Karl: Dann kam irgendwann in den 1970ern jemand in Amerika darauf, dass man mit den Maschinen, die für die Kunststoffherstellung gedacht waren, der Extruder, man auch schnell Nahrungsmittel kochen konnte. Bekannt wurde das Extruder-Verfahren durch Herrn Kelloggs, welcher gepuffte Frühstückspops auf den Markt gebracht hat. Auch der beliebte Erdnussflip wird mit dem gleichen Verfahren hergestellt. Es wird aus Mais ein offenporiger Flip hergestellt und darauf werden gemahlene Erdnüsse gesprüht. Ähnlich kann man sich auch die heutige Herstellung von Hundefutter vorstellen. Deshalb war in den Anfangsjahren dieses Herstellungs-Prozesses die Grundlage immer Mais. Durch dieses „Schnellkoch-Verfahren“ kann man natürlich in kurzer Zeit viel und günstig herstellen. Wir kritisieren nicht grundsätzlich dieses Verfahren. Aber schon lange sagen wir – und das wird auch immer mehr in der Wissenschaft diskutiert -  das schnelle und industrielle Herstellen von Lebensmitteln ist doch nicht so gesund. Bei einer Studie in Italien und Hohenheim über die allergieauslösende Wirkung von Gluten kam man darauf, dass es hauptsächlich an der industriellen und stark verkürzten Zeit der Produktion liegt. Warum sollen Nahrungsmittel, welche über Jahrtausende den Menschen und auch den Hund gesund ernährt haben, jetzt auf einmal schlecht sein? Man hat diese Studie FODMAPS genannt und es ist interessant, sich das einmal durchzulesen. Ich glaube, es lohnt sich, dass wir uns in unserer schnelllebigen Zeit doch einmal darüber Gedanken machen, dass wir gerade unsere Lebensmittel wieder langsam und schonend zubereiten. Nicht umsonst sind Nahrungsmittelallergien in unseren Nachbarstaaten nicht so bekannt wie bei uns.

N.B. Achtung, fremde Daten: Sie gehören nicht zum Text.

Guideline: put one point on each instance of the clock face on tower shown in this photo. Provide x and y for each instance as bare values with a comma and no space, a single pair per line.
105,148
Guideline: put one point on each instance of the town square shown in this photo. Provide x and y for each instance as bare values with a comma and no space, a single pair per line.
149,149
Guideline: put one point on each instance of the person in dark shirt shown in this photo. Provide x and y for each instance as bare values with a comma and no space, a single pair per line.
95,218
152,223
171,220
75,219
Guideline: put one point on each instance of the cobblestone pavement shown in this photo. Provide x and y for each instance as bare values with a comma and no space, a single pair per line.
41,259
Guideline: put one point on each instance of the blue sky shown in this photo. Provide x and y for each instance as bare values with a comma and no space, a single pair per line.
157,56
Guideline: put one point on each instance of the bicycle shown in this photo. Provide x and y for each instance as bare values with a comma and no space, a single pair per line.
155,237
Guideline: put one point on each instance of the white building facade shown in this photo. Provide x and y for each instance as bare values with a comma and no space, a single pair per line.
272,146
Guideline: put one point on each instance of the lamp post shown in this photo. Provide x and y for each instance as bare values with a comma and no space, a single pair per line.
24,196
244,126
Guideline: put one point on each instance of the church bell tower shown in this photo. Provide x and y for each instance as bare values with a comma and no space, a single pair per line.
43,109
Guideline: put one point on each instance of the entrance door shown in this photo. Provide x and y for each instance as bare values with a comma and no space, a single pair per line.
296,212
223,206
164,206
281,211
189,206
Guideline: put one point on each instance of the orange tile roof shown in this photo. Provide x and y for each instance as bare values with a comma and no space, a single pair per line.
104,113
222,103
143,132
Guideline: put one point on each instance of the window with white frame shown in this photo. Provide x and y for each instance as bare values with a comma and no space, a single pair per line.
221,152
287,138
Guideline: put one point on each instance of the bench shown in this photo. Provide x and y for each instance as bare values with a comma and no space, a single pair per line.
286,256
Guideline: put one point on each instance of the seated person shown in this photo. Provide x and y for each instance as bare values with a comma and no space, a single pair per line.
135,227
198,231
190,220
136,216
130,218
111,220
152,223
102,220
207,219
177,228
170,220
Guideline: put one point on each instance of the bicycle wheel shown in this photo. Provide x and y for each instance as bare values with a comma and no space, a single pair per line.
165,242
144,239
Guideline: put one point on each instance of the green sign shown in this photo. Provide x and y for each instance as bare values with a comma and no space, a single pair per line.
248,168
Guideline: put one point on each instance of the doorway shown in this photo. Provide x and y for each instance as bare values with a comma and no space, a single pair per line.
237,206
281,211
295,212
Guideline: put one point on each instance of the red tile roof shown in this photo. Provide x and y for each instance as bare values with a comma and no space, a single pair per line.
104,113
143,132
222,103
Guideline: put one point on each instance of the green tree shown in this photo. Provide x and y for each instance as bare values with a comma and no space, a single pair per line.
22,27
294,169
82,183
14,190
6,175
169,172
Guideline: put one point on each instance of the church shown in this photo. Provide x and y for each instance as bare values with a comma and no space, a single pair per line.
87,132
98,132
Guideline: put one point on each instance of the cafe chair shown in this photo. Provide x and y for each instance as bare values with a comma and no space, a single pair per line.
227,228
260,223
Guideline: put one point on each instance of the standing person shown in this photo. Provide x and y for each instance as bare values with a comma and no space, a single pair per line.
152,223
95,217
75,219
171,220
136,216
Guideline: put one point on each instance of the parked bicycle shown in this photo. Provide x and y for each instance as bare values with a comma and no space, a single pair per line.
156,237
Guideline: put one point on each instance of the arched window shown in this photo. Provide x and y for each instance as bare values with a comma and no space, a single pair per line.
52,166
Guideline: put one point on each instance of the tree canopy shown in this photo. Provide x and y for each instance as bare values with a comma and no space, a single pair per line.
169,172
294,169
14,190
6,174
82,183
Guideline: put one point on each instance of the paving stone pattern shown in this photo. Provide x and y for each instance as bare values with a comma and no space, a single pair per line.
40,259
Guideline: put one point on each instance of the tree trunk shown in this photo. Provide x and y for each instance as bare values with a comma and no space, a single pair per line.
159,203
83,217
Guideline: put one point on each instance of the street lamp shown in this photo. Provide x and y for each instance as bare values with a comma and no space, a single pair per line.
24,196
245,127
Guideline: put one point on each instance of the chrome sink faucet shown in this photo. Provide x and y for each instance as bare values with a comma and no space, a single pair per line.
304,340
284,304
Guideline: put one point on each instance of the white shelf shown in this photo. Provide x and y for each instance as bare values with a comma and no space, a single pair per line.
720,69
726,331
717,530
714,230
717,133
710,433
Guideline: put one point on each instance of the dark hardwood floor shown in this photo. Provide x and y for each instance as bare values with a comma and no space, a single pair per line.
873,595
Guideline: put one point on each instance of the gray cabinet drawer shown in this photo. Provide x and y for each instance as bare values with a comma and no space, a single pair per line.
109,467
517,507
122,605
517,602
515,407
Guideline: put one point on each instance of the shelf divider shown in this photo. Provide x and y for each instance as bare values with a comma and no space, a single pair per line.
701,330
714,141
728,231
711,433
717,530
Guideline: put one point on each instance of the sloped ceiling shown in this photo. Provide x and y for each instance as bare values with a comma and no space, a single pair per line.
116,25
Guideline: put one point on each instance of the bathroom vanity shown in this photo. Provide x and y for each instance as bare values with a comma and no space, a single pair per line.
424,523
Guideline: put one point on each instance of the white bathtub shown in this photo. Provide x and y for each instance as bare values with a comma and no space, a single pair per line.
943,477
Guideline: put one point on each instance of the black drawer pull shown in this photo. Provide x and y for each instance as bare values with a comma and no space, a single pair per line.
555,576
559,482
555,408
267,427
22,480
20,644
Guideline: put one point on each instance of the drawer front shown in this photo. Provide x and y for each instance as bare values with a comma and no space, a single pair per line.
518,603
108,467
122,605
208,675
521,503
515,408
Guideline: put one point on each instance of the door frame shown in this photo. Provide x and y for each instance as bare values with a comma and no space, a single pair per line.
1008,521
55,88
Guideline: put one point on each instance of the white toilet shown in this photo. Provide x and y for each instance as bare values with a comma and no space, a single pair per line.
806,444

Kai: Von unserem Italienischen Kunden wurden wir gefragt warum wir glutenfreie Nahrungsmittel anbieten, was das bringen soll? Das sagt schon viel über den Stellenwert der Nahrungsmittel und deren Zubereitung in den Ländern. Wir werden oft als altmodisch von unseren Mitbewerbern belächelt, Wir sehen das aber eher als Kompliment, denn wir backen bis heute unsere Vollnahrung nach alter Tradition. So werden durch den langsamen Backprozess die Nahrungsmittel schonend aufgeschlossen, so dass der Hund diese optimal verwerten kann.

Presse: Denken Sie, dass somit die beste Art den Hund zu ernähren über Backen ist?

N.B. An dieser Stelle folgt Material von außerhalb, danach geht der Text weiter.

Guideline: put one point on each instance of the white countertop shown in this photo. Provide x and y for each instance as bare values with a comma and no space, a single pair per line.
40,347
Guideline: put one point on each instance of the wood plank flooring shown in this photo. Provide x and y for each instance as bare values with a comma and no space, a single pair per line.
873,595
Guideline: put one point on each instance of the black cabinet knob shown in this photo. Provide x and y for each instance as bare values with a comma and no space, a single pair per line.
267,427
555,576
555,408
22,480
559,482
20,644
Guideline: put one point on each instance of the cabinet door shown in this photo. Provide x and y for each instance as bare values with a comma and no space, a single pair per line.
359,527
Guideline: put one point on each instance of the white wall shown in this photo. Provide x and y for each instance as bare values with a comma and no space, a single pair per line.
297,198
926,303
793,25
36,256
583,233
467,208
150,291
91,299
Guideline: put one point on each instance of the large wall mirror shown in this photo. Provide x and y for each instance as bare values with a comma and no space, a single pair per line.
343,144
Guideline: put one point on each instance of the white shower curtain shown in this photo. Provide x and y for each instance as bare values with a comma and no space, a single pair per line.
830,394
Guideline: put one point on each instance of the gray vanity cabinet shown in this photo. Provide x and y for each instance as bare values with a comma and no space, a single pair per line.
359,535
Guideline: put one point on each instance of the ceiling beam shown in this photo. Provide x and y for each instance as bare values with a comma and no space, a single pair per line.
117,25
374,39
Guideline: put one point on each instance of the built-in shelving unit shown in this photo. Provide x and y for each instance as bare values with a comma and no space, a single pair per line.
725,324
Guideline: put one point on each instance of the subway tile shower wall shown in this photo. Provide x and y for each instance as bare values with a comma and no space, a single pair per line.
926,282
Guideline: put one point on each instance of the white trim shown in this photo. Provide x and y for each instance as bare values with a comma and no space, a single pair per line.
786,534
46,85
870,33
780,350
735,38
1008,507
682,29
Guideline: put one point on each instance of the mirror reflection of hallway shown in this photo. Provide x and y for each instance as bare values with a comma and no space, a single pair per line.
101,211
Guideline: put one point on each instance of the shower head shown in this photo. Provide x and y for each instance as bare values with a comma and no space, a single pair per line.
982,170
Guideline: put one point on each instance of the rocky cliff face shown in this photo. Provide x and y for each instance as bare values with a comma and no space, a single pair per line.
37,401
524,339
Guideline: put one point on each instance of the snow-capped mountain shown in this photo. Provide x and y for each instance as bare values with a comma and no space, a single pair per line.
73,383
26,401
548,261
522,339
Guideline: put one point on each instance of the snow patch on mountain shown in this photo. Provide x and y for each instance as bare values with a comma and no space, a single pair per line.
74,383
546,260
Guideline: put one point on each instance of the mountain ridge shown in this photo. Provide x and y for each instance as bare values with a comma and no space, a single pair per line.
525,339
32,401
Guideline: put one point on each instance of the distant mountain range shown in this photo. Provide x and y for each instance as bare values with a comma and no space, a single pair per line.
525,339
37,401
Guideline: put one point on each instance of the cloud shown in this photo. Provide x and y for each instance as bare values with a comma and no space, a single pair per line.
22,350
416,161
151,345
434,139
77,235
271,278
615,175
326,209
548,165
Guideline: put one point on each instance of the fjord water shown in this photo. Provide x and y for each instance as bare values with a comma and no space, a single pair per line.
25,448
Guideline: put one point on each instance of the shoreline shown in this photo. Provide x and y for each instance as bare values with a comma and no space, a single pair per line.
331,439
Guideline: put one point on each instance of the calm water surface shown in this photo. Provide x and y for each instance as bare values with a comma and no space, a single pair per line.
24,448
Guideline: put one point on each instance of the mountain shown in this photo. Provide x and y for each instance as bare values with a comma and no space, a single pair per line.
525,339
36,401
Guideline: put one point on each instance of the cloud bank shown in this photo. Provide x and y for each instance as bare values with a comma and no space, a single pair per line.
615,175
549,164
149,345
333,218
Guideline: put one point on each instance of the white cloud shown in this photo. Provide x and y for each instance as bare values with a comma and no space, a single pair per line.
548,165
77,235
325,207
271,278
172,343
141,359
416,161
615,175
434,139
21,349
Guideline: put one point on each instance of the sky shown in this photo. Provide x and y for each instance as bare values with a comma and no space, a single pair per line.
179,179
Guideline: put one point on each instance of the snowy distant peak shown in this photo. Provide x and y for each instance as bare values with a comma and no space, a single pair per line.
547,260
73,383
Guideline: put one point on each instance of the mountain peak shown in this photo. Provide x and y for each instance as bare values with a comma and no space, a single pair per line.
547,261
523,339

Kai: Ach wissen Sie, was ist schon der beste Weg. Zumindest ist es nicht der Schlechteste. Auch wenn man dem Hund frisch Gekochtes gibt, ist das für den Hund nicht schlecht. Wir denken eben, wenn der Hund etwas langsam und schonend Erhitztes bekommt, ist er auf jeden Fall nicht schlecht ernährt. Dies gilt für Dosen, Flockenmischungen oder gebackenes Futter. Nicht aber in unseren Augen für Extrudiertes oder kalt Gepresstes. Und immer sollte es im richtigen Rohstoffmix zwischen Proteinen, Fetten und Kohlenhydraten stehen. Dann steht einem hohen und gesunden Alter des Hundes nichts mehr im Wege. Und dann sind vielleicht auch wieder 14 – 18 Jahre für einen Hund normal.

Presse: Besser kann man ein Gespräch nicht beenden, wir danken Ihnen beiden für das angenehme Gespräch und wünschen der Firma noch weitere 125 Jahre im Dienste der gesunden und artgerechten Ernährung der Hunde.